Geology

A unique terroir
The Lantignié terroir is a wonderful place for the Gamay grape variety to express itself. Here, there are two very distinct zones: a vast granite complex and an area of volcanic rock known as “blue stone”.

THE VINEYARD

Understand all the specifics of the Lantignié vineyard

Nestled between Beaujeu and Régnié-Durette, in the heart of the Beaujolais region, the Lantignié vineyard currently covers 320 hectares of vines in production, mainly in Gamay, but also including some 30 hectares of Chardonnay. The geological map produced in the mid-2010s provided an essential scientific basis for the process initiated by the “Vignerons et Terroirs de Lantignié” association, whose ultimate aim is to see the village awarded a “cru”, which would be the 11th in the Beaujolais region.

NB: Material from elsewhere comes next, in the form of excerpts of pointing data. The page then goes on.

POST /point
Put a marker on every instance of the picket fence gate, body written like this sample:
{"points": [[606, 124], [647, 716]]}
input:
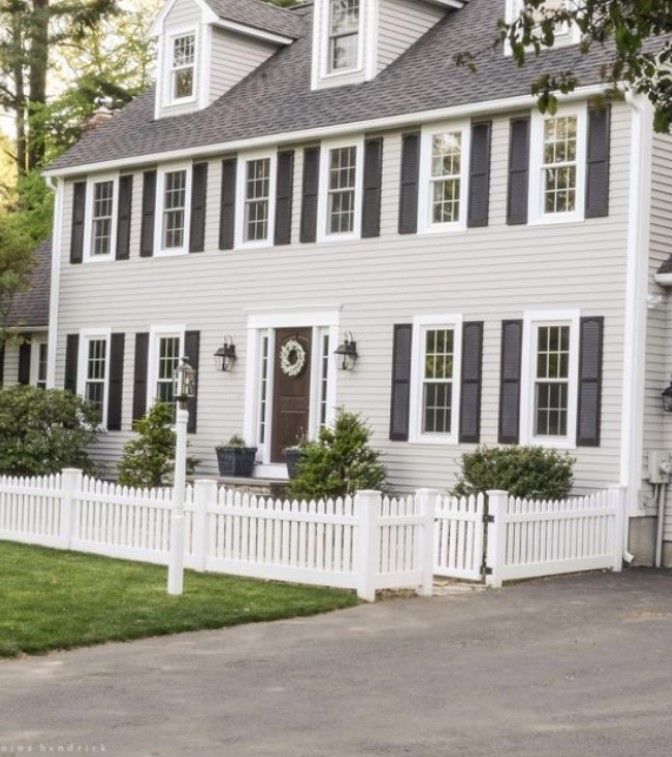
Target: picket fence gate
{"points": [[366, 542]]}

La carte géologique réalisée au milieu des années 2010 a posé une base scientifique essentielle  à la démarche initiée par l’association « Vignerons et Terroirs de Lantignié », dont l’objectif final reste  de voir le village décrocher un cru, qui serait le 11ème du Beaujolais.

This map highlights the coexistence of the region’s two “classic” geological formations, commonly associated with the greatest Beaujolais wine-growing terroirs: granite (around 60% of the surface area in Lantignié) and diorites (rocks of volcanic origin) or “blue stones” which can be found in neighboring areas such as the Côte de Brouilly cru or the famous Côte du Py terroir in Morgon.

This geological duality has given rise to a relief of very different shapes: rounded mounds and gently sloping hillsides in the granitic zone, where erosion has softened the edges, while the hard, massive, slowly eroding bluestone sector is marked by steep, rugged hillsides. Another important parameter at Lantignié is altitude, which approaches 500 meters in some plots, adding to the diversity of expression of the red and white wines produced in the village.